- Alexandro Buffa - S316999
The game Quixo is a Tic-Tac-Toe variant, played on a five-by-five board of cubes with two players or teams. On a player's turn, they select a blank cube or a cube with their symbol on it that is at the edge of the board. If a blank cube was selected, the cube is turned to be the player's symbol (either an X or O). The game ends when one player gets five in a row.
- Minmax
- Features:
- Depth-Limited
- Alpha-Beta Pruning
- Hash-Tables
- Different Pruning Levels:
- Pruning lvl 0 - No Pruning, at each node consider all possible moves
- Pruning lvl 1 - At each node consider only the moves that land on different boards (default)

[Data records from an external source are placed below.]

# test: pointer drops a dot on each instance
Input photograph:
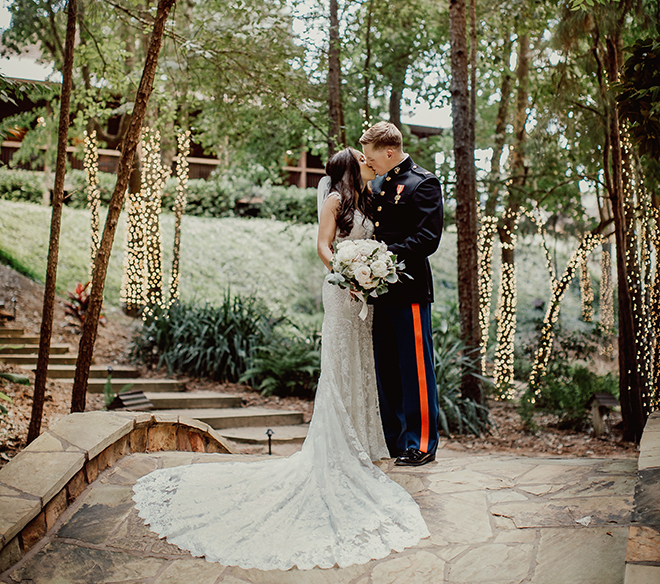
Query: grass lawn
(274, 260)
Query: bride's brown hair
(345, 179)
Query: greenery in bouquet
(365, 267)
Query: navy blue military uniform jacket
(407, 211)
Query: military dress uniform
(407, 211)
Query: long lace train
(325, 505)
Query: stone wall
(643, 552)
(39, 483)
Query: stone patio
(493, 520)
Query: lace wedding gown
(327, 504)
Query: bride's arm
(327, 228)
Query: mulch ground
(112, 347)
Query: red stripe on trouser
(421, 375)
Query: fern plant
(289, 365)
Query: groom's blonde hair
(383, 135)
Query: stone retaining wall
(643, 552)
(40, 482)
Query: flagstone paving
(493, 520)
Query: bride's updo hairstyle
(345, 179)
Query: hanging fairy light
(134, 278)
(606, 303)
(506, 313)
(487, 230)
(183, 142)
(542, 356)
(91, 165)
(586, 292)
(154, 175)
(636, 266)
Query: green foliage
(567, 393)
(639, 97)
(457, 414)
(205, 341)
(290, 364)
(568, 384)
(109, 394)
(21, 185)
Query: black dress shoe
(414, 457)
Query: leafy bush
(205, 341)
(289, 365)
(566, 394)
(290, 204)
(21, 185)
(77, 188)
(457, 414)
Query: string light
(487, 230)
(91, 165)
(606, 303)
(638, 270)
(543, 351)
(506, 311)
(183, 142)
(134, 278)
(586, 292)
(154, 175)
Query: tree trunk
(466, 203)
(335, 141)
(630, 395)
(129, 146)
(367, 66)
(55, 225)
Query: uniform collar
(404, 166)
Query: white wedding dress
(327, 504)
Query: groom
(408, 218)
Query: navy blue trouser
(403, 350)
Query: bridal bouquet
(364, 267)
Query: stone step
(20, 340)
(6, 331)
(196, 400)
(9, 348)
(66, 371)
(257, 434)
(95, 385)
(239, 417)
(32, 359)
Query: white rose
(379, 269)
(366, 247)
(345, 253)
(362, 275)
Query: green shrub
(21, 185)
(77, 188)
(290, 204)
(566, 392)
(205, 341)
(289, 365)
(457, 414)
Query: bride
(327, 504)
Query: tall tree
(55, 225)
(466, 204)
(129, 146)
(336, 134)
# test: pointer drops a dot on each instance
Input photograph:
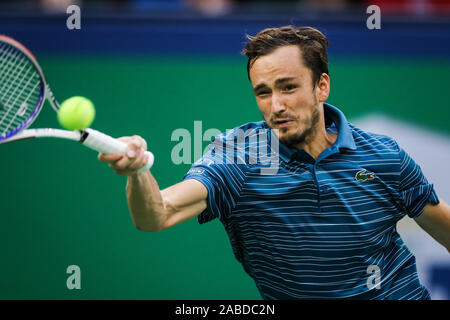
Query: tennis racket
(23, 91)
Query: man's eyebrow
(277, 83)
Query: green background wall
(60, 206)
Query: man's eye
(289, 87)
(263, 93)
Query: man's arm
(151, 209)
(435, 220)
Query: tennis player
(323, 225)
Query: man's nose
(277, 104)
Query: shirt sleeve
(223, 181)
(415, 190)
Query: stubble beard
(301, 137)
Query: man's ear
(323, 87)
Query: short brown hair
(311, 42)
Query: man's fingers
(128, 162)
(133, 159)
(109, 157)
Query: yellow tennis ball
(76, 113)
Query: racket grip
(105, 144)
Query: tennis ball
(76, 113)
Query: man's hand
(134, 159)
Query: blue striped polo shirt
(317, 229)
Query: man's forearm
(145, 202)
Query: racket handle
(105, 144)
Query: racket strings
(20, 88)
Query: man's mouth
(281, 123)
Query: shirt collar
(332, 116)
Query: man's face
(286, 96)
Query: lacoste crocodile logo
(361, 175)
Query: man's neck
(319, 140)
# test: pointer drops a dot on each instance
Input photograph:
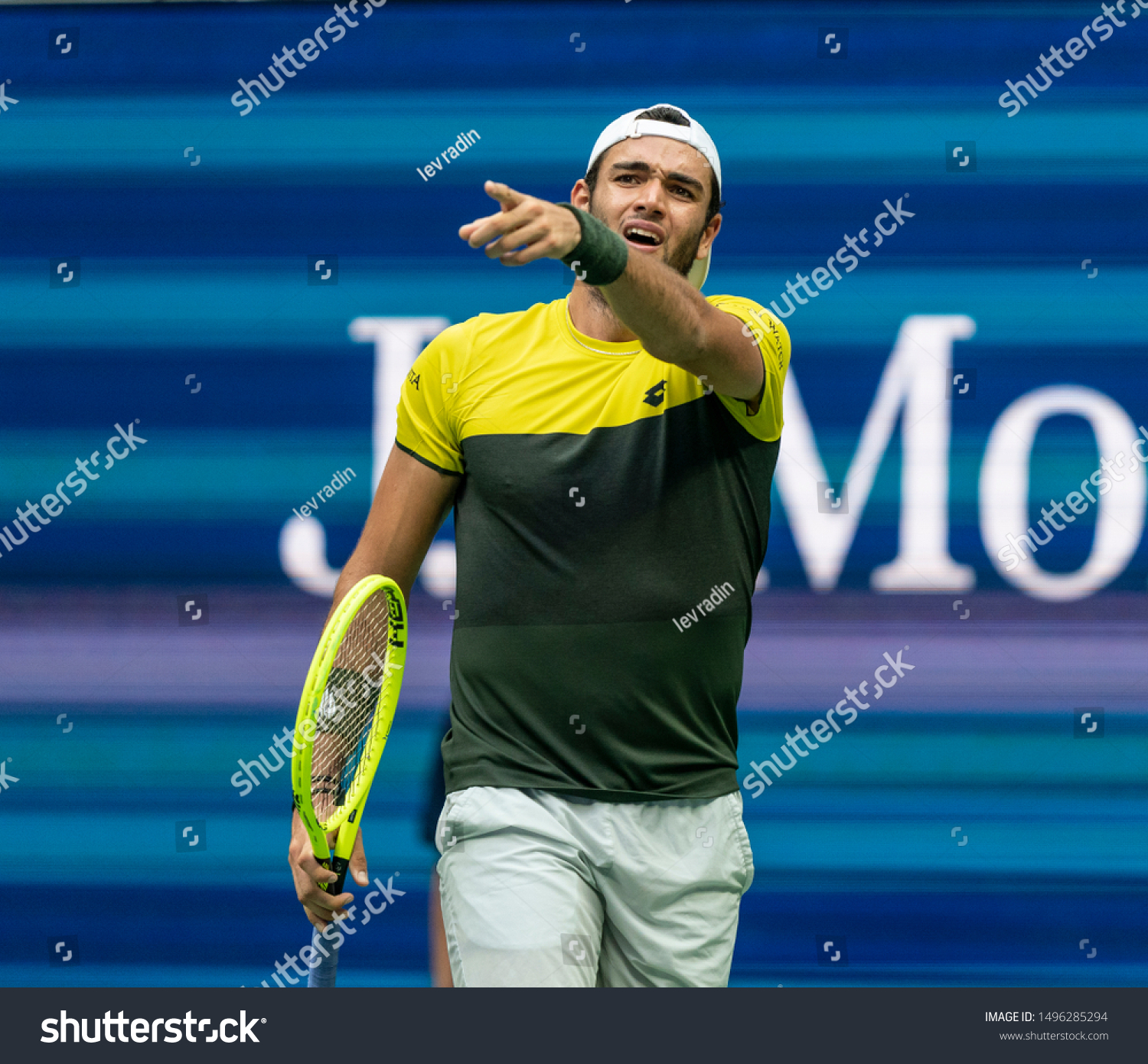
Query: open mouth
(643, 236)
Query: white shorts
(541, 889)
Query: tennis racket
(344, 717)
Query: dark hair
(675, 117)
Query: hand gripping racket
(344, 717)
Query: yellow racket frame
(348, 816)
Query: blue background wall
(202, 270)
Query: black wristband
(601, 255)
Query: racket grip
(339, 866)
(323, 974)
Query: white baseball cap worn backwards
(629, 126)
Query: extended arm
(661, 308)
(677, 325)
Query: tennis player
(608, 457)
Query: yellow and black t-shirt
(610, 527)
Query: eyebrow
(644, 168)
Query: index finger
(504, 194)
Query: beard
(680, 259)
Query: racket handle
(323, 974)
(339, 866)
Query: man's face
(654, 192)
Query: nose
(651, 197)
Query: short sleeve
(773, 341)
(427, 429)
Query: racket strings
(351, 699)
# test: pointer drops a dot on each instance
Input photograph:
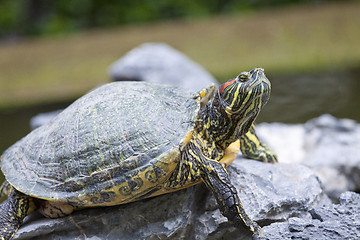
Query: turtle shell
(124, 134)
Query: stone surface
(327, 145)
(269, 192)
(331, 221)
(160, 63)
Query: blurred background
(52, 52)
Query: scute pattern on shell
(102, 139)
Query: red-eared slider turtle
(127, 141)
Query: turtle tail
(12, 212)
(217, 180)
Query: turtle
(127, 141)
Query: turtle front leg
(253, 148)
(217, 180)
(12, 213)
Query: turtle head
(235, 106)
(244, 96)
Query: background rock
(151, 62)
(333, 221)
(327, 145)
(160, 63)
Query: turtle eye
(243, 77)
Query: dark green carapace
(127, 141)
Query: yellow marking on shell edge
(203, 93)
(230, 153)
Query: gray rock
(151, 62)
(160, 63)
(268, 192)
(329, 146)
(331, 221)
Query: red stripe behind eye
(224, 85)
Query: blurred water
(294, 99)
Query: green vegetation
(43, 17)
(295, 39)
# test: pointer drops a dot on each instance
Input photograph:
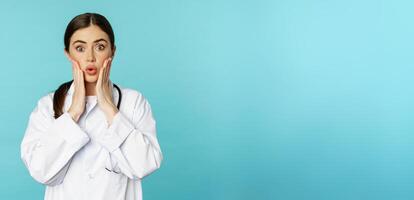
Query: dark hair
(79, 22)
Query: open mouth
(91, 70)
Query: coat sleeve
(132, 144)
(49, 144)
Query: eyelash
(100, 47)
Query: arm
(49, 144)
(133, 145)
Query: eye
(80, 49)
(100, 47)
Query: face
(90, 47)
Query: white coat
(89, 160)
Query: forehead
(89, 34)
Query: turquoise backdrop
(254, 99)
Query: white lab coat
(89, 160)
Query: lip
(91, 70)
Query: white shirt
(89, 160)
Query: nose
(90, 56)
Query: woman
(91, 139)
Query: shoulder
(133, 97)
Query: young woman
(91, 139)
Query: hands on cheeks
(103, 91)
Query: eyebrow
(98, 40)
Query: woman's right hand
(78, 99)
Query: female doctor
(91, 139)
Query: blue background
(253, 99)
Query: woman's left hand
(104, 91)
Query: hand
(104, 91)
(78, 99)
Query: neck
(90, 89)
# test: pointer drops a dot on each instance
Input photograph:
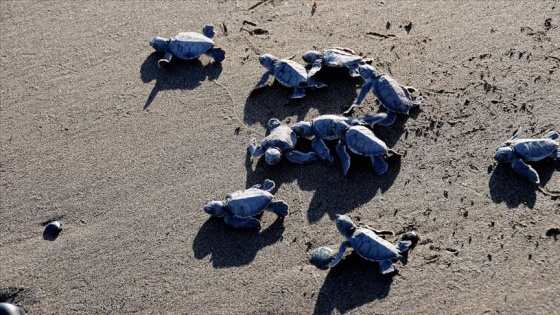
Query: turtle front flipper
(322, 150)
(217, 54)
(268, 185)
(299, 92)
(255, 150)
(162, 63)
(522, 168)
(279, 207)
(344, 157)
(242, 223)
(386, 266)
(379, 164)
(341, 251)
(298, 157)
(316, 66)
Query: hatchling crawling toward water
(279, 141)
(396, 98)
(517, 151)
(240, 208)
(321, 128)
(365, 242)
(333, 57)
(289, 73)
(188, 45)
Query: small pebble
(10, 309)
(52, 230)
(321, 257)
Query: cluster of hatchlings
(240, 209)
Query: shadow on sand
(180, 74)
(351, 284)
(230, 247)
(334, 193)
(513, 189)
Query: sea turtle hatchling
(289, 73)
(516, 151)
(240, 207)
(188, 45)
(396, 98)
(333, 57)
(321, 128)
(366, 242)
(360, 140)
(279, 140)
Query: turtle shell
(534, 149)
(190, 45)
(363, 141)
(340, 58)
(248, 202)
(290, 73)
(281, 137)
(372, 247)
(323, 126)
(392, 95)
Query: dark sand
(129, 184)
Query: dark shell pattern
(363, 141)
(249, 202)
(190, 45)
(372, 247)
(290, 73)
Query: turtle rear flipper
(279, 207)
(217, 53)
(386, 266)
(242, 223)
(522, 168)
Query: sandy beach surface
(125, 155)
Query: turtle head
(268, 61)
(272, 156)
(504, 154)
(272, 124)
(311, 56)
(345, 225)
(215, 209)
(368, 72)
(303, 129)
(160, 44)
(339, 128)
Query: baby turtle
(395, 97)
(362, 141)
(240, 207)
(333, 57)
(289, 73)
(516, 151)
(279, 140)
(368, 245)
(188, 45)
(321, 128)
(52, 230)
(10, 309)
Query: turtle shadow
(274, 100)
(179, 74)
(334, 193)
(507, 186)
(351, 284)
(231, 247)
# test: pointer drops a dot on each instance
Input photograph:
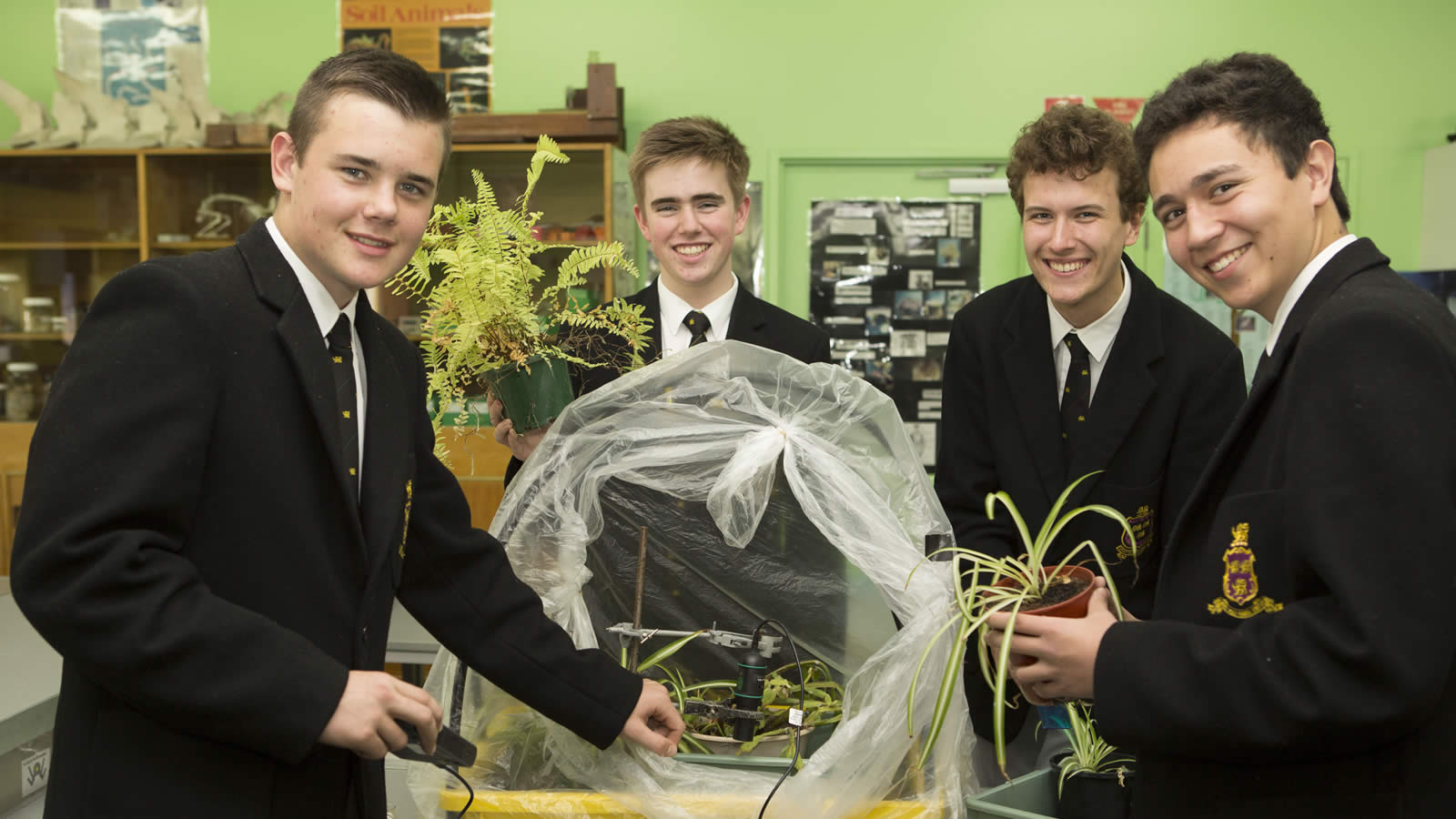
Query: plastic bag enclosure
(769, 489)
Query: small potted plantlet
(1012, 584)
(491, 319)
(1096, 780)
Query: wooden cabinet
(72, 219)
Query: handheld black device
(450, 748)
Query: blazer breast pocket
(1142, 508)
(1244, 569)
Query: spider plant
(990, 584)
(1089, 753)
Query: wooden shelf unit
(73, 219)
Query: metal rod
(637, 601)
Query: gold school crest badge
(1142, 525)
(1241, 583)
(410, 499)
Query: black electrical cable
(470, 790)
(797, 734)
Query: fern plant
(488, 303)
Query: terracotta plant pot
(533, 394)
(1070, 608)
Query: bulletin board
(887, 278)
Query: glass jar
(36, 314)
(22, 390)
(11, 295)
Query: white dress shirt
(1300, 285)
(327, 312)
(676, 337)
(1097, 337)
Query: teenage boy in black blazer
(691, 177)
(1300, 654)
(1158, 388)
(213, 540)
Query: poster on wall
(885, 278)
(131, 48)
(450, 38)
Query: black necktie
(1077, 395)
(341, 361)
(696, 324)
(1259, 369)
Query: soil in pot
(1107, 794)
(1063, 598)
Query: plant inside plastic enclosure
(708, 705)
(990, 584)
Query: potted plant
(491, 317)
(1012, 584)
(1094, 778)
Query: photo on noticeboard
(895, 271)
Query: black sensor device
(450, 748)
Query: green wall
(897, 80)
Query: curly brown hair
(1079, 142)
(691, 137)
(1259, 94)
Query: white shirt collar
(673, 309)
(1098, 336)
(1300, 285)
(325, 310)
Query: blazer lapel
(1026, 363)
(1125, 387)
(386, 436)
(652, 309)
(1347, 263)
(746, 321)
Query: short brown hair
(691, 137)
(1259, 94)
(379, 75)
(1079, 142)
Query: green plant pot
(533, 394)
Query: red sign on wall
(1125, 108)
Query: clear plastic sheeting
(769, 489)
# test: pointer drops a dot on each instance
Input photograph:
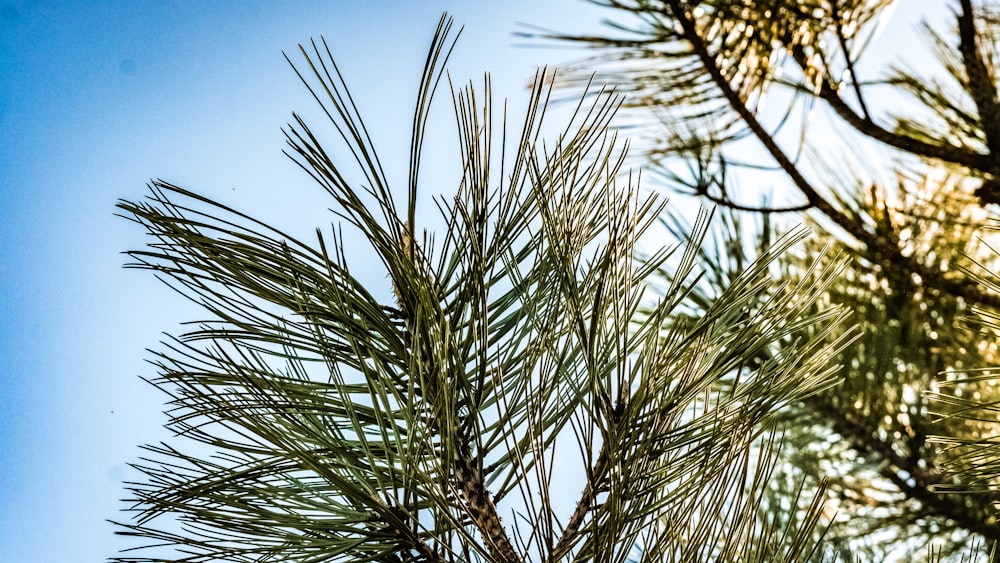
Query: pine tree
(516, 350)
(898, 168)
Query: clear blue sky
(95, 99)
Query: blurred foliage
(784, 113)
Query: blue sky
(95, 99)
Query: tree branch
(947, 506)
(881, 252)
(980, 86)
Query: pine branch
(980, 84)
(964, 510)
(880, 250)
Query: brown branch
(571, 533)
(842, 40)
(483, 510)
(866, 126)
(980, 86)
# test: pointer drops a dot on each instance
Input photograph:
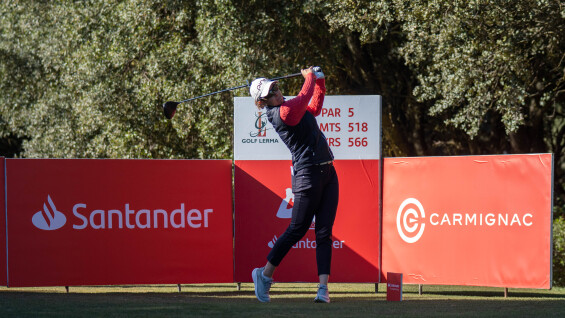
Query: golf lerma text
(142, 219)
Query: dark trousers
(316, 193)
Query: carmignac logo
(408, 220)
(49, 219)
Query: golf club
(169, 108)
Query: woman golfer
(314, 181)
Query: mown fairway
(288, 300)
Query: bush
(559, 251)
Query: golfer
(314, 180)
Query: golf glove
(318, 72)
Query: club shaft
(237, 87)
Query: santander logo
(49, 219)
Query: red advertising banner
(263, 204)
(92, 222)
(476, 220)
(3, 260)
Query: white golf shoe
(262, 285)
(323, 295)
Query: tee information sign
(351, 124)
(264, 199)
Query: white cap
(260, 88)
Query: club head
(169, 109)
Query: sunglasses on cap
(272, 92)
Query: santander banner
(264, 198)
(476, 220)
(90, 222)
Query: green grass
(288, 300)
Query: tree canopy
(86, 79)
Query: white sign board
(351, 124)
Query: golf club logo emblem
(409, 220)
(49, 219)
(260, 125)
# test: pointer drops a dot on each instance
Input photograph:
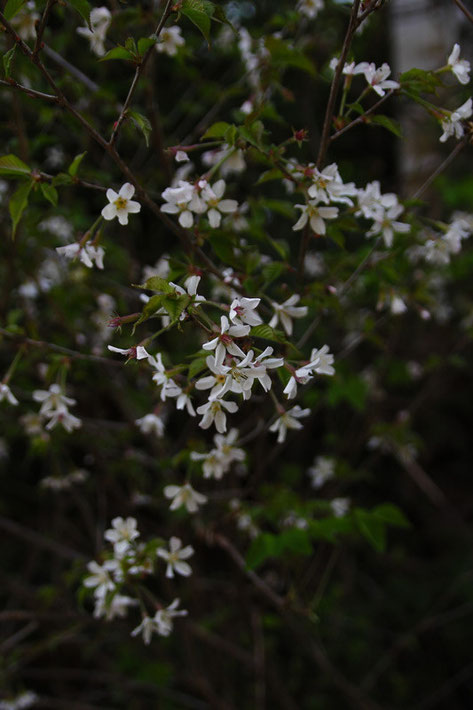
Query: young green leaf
(18, 203)
(142, 123)
(49, 192)
(83, 8)
(11, 166)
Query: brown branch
(24, 340)
(464, 9)
(139, 70)
(324, 141)
(361, 119)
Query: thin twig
(458, 148)
(59, 349)
(464, 9)
(324, 141)
(139, 70)
(361, 119)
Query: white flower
(100, 579)
(223, 342)
(25, 22)
(328, 186)
(87, 254)
(184, 495)
(134, 353)
(147, 626)
(175, 557)
(120, 204)
(452, 125)
(163, 618)
(459, 67)
(286, 311)
(385, 223)
(121, 534)
(371, 201)
(181, 156)
(310, 8)
(151, 424)
(378, 78)
(6, 393)
(315, 216)
(212, 196)
(213, 412)
(100, 19)
(116, 607)
(243, 311)
(322, 471)
(62, 416)
(170, 40)
(289, 420)
(340, 506)
(182, 200)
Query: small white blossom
(378, 78)
(87, 254)
(175, 556)
(170, 40)
(322, 471)
(459, 67)
(213, 413)
(310, 8)
(121, 534)
(120, 204)
(133, 353)
(6, 393)
(184, 495)
(212, 196)
(315, 215)
(452, 125)
(286, 312)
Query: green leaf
(216, 130)
(175, 305)
(388, 123)
(83, 8)
(143, 124)
(372, 529)
(391, 514)
(419, 80)
(267, 333)
(11, 166)
(49, 192)
(197, 366)
(199, 12)
(156, 283)
(62, 179)
(74, 166)
(145, 43)
(118, 53)
(150, 308)
(284, 55)
(18, 203)
(7, 60)
(12, 8)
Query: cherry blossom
(184, 495)
(120, 204)
(175, 556)
(459, 67)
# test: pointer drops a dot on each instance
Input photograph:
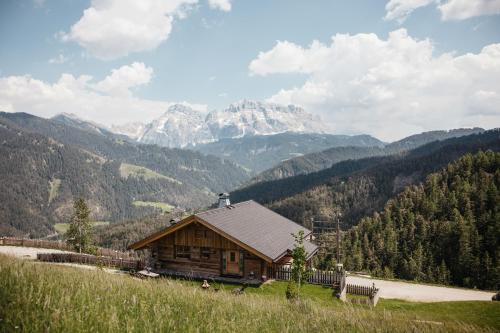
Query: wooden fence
(331, 278)
(371, 292)
(361, 290)
(92, 260)
(60, 245)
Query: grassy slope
(38, 297)
(127, 170)
(61, 228)
(166, 208)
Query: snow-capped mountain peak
(179, 126)
(182, 126)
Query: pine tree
(80, 229)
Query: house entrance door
(232, 261)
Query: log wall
(200, 239)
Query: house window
(205, 253)
(200, 233)
(182, 251)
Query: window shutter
(242, 257)
(223, 261)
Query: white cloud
(450, 9)
(224, 5)
(39, 3)
(124, 78)
(59, 59)
(388, 88)
(111, 29)
(109, 101)
(464, 9)
(400, 9)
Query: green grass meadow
(40, 297)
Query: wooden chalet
(244, 241)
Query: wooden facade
(194, 248)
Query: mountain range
(182, 126)
(323, 159)
(356, 188)
(46, 163)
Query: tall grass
(38, 297)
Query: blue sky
(204, 58)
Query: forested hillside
(446, 230)
(46, 164)
(317, 161)
(358, 188)
(207, 173)
(261, 152)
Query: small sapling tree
(79, 232)
(299, 268)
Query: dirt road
(420, 292)
(388, 289)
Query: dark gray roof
(258, 227)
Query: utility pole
(338, 238)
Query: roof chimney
(224, 200)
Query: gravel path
(420, 292)
(388, 289)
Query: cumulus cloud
(111, 29)
(388, 88)
(464, 9)
(121, 80)
(109, 101)
(450, 9)
(400, 9)
(59, 59)
(224, 5)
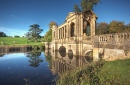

- Pruning lvl 2 - At each node consider only the moves that land on different boards and that are not symmetric to each other (from this level onwards, the tradeoff between time wasted in computing the symmetries and the time saved in the search is not worth it)
- Pruning lvl 3 - All of the above and filter also board that have been already visited on a higher level (not really that useful since we limit to a depth of 3, so there really is not a chance for a cycle to happen)
- Features:
- Montecarlo Tree Search
- Random
- w/ heuristic
- QLearning
- An early attempt that was not promising, so I decided to not pursue it further. I left the code in the repo but I believe it is not working properly.
custom_game.py
: Wrapper around Game class, with some utility methods and symmetry (canonical representation) handlingminmax.py
: Minmax implementationmcts.py
: MonteCarlo Tree Search implementation__main__.py
: containis the code to perform the evaluation
Agent | Games | Win Rate (%) | Average Time per Game (s) | Average Time per Move (s) | Total Number of Moves |
---|---|---|---|---|---|
MinMax(AB,D2,P1): αβ + Depth 2 + Pruning lvl 1 | 100 | 100 | 0.61 | 0.07 | 831 |
MinMax(AB,D3,P2): αβ + Depth 3 + Pruning lvl 2 | 100 | 100 | 11.97 | 1.47 | 816 |
MCTS(R500): 500 Games with Random Moves | 100 | 84 | 8.91 | 0.90 | 985 |
MCTS(H500): 500 Games with Heuristic | 100 | 79 | 52.45 | 4.42 | 1186 |
- Minmax w/ RankCut
- Minmax w/ Singular Moves (should be easy and fast-enough using Hash Tables)
- Parallelization both on Minmax and MCTS
- Lookup Tables for starting positions